Staying asleep through the night. 
When I wake up to go to the bathroom in the middle of the night she wakes up and is active/verbal for an hour (around 1am)
Humping. she loves to hump my husbands legs at night before bed. Is this is an energy thing? 
We would love some help from the experts on how to mitigate the above?


----------



## ShamaMama (Jul 27, 2015)

From ShamaPapa:

Shama found her "voice" when she turned two (she is now five). We continue to work with her to control the barking, but she only tends to bark in response to other dogs in the neighborhood or to any animals, usually on TV. It is a process and you have to continually work on it. We just started a new class with her to help with the barking.

The evening seems to be the "witching hour" for havanese. Shama usually goes berserk after dinner, rolling around on her chair, throwing her toys everywhere, and running zoomies. Others will probably chime in on this with more experience and expertise, but I think it is common for them to go nuts at some point during the day. Sometimes more than once.

Sleeping through the night is partly because she is still young and possibly an energy thing. Shama still has occasional nights where she won't sleep. Typically I will run her in the yard or the hallway inside to give her a lot of exercise in the afternoon. This helps to wear her out and sleep. Havanese don't need a huge amount of exercise, but they do need some running and play each day. A regular walk allowing your little girl to roam to check her neighborhood "pee-mail" will help her brain and wear her down too. Sniffing is good brain engagement for dogs.

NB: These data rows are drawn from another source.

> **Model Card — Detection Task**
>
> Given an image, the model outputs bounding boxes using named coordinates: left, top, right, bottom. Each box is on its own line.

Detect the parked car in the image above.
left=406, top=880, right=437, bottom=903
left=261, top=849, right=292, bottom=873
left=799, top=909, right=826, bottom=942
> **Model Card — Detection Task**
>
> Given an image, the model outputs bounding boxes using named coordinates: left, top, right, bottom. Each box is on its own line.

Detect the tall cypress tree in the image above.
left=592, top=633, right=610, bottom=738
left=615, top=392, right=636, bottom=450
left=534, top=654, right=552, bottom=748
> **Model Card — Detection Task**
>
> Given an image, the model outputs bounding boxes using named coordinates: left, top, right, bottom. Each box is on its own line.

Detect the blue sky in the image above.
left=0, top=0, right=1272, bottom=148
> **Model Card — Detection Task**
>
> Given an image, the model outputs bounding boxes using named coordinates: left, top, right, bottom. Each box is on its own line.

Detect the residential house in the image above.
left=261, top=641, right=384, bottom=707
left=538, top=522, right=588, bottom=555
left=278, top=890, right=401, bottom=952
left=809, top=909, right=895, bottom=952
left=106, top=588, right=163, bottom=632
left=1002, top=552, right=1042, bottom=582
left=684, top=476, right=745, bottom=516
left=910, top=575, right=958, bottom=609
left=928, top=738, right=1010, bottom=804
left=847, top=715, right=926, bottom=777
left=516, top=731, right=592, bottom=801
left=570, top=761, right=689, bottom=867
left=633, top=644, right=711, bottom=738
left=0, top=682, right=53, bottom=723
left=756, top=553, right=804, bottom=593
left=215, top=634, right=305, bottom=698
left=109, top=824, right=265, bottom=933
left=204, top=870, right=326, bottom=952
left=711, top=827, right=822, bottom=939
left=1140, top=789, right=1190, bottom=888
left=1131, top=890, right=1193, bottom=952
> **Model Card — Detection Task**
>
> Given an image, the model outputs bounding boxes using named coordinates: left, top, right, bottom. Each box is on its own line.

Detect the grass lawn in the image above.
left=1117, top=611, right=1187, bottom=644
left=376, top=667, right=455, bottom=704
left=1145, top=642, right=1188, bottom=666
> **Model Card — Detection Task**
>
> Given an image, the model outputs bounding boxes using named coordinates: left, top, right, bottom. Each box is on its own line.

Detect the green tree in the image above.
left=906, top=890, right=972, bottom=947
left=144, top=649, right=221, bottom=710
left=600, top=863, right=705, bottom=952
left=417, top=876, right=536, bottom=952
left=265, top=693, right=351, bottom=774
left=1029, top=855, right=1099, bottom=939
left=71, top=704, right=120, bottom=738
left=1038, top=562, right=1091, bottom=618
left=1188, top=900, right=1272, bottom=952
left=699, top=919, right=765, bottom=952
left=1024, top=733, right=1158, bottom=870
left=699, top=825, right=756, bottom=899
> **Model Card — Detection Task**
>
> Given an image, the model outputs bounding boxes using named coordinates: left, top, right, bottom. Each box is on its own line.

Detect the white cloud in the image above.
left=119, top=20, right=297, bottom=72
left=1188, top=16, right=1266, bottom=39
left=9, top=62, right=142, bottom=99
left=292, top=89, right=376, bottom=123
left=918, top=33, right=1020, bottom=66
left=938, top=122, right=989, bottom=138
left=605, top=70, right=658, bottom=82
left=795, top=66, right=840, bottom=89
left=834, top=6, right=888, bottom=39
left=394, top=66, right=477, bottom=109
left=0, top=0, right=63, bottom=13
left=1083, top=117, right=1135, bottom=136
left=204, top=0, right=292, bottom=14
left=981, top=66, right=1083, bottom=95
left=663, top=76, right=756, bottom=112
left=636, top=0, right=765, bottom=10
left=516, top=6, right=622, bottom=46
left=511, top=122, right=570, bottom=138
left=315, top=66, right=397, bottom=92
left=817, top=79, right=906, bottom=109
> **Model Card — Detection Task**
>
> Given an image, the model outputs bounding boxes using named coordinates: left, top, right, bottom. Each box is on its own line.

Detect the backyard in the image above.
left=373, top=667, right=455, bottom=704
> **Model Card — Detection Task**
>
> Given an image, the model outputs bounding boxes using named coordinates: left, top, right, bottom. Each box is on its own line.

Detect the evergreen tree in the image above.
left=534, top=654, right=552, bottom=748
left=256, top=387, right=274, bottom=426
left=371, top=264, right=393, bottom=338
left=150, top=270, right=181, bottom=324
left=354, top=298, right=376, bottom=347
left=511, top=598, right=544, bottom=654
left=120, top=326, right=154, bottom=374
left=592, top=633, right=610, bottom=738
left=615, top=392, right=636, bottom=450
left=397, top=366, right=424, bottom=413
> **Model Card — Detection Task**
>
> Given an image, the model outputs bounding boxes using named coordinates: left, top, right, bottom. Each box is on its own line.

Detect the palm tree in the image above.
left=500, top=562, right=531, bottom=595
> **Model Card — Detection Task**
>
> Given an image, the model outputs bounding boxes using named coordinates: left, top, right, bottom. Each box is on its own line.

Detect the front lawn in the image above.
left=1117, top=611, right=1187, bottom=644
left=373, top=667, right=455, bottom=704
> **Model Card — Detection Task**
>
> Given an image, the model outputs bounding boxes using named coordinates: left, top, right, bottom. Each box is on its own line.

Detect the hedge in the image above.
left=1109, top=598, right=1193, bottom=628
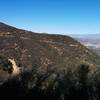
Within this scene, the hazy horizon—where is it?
[0,0,100,35]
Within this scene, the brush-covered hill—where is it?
[0,23,100,89]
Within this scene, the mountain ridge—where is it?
[0,23,100,86]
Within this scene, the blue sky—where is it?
[0,0,100,35]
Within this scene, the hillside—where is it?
[0,23,100,99]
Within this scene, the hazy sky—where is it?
[0,0,100,34]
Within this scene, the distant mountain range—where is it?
[72,33,100,54]
[0,23,100,100]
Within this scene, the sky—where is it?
[0,0,100,35]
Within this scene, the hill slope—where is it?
[0,23,100,86]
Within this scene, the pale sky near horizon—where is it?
[0,0,100,35]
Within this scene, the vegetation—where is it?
[0,64,100,100]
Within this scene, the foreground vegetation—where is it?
[0,64,100,100]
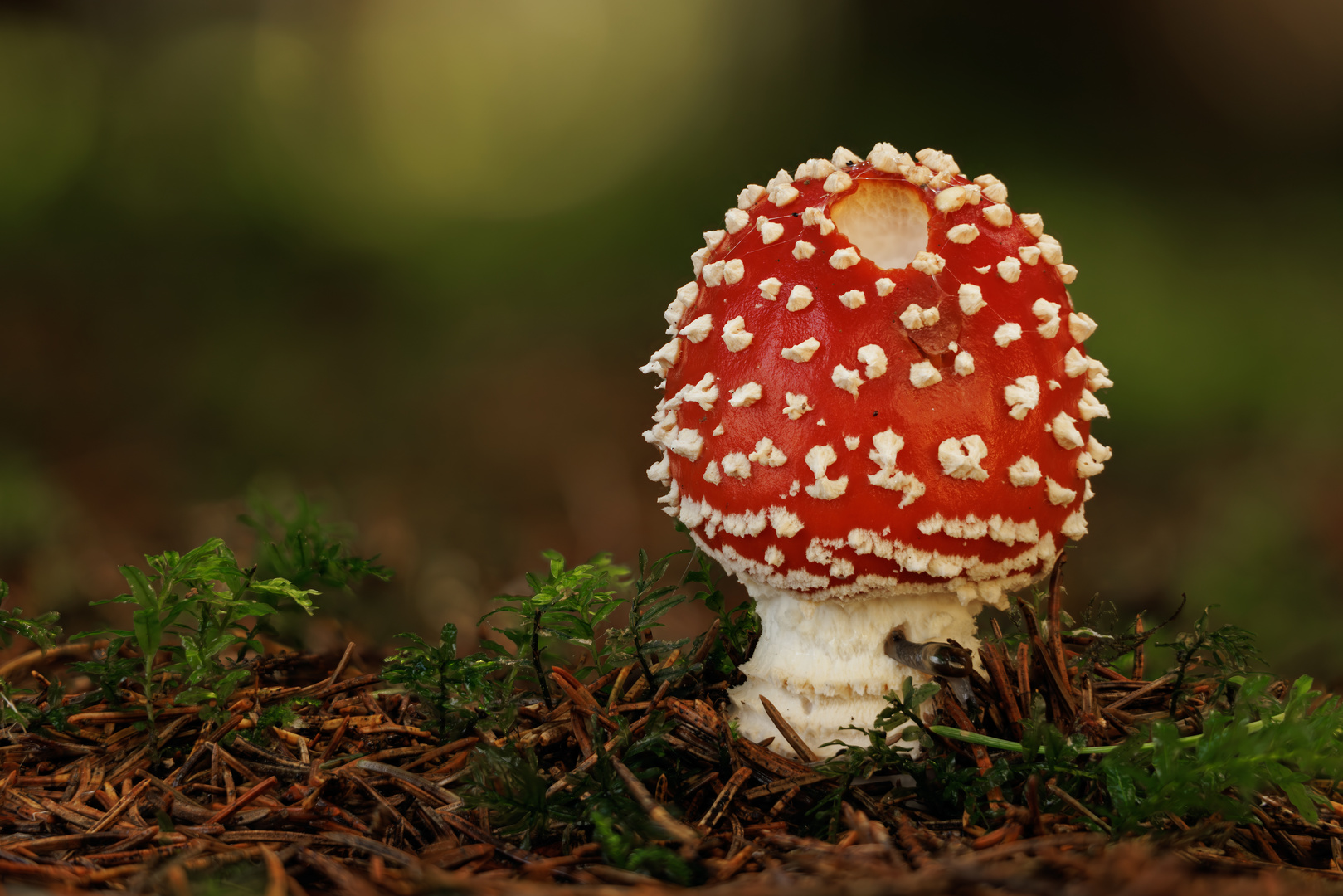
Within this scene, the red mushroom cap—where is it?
[642,144,1111,603]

Someone else will have to address the humping. Shama has never humped anything.


----------



## Mikki (May 6, 2018)

You will Forever give Treats for Commands. There will be times you will give a Command, the dog will cooperate and not receive a treat because you don't have one. Training is a Life Long process.

You might work with a Trainer if you're wanting a quicker response to Leash Walking or Commands.

My 3-year-old female Humps occasionally. She has a couple of big toys she likes to Hump. I ignore this because she doesn't do it for long or pick it up and play Tug of War with her.

If it becomes a problem I get rid of the toy. She's never be allowed to Hump people. I would say No! Physically stop your dog and train her that is Not OK to hump peoples legs. Have your husband pick up a toy and play Tug-of-War or Fetch when she wants to interact with him.

Is your bedroom dark or do you have lights on? We sleep in a dark bedroom and Patti has never wanted to play at 1a.m. However, for a while she was getting up around 3 a.m. wanting to go outside. I tell her No! and ignore her and she learned 5:30 a.m. was the only time she was going out. Day Light Savings Time messes up everyone schedule.

If your bedroom is dark and you ignore you little one, she'll lay back down and go back to sleep. Don't encourage her.

Patti gets Zombies around 6 - 8 p.m. She'll Zoom around and want to play Tug of War or Fetch with me throwing a toy down a long hall way. After she's run like Hell to Fetch the toy and back four, five or six times Patti's usually done with the game and settles down to quietly play with another toy or gnaw on a bone.

Patti barks if someone rings the door bell. As your dog gets older and she gets use to normal, frequent noises around the home she won't bark so often. 

Your baby will eventually get use to a noises and you dogs barking in the background probably won't both her/him. Babies sleep through lots of loud noises. I wouldn't worry about the dog barking.


----------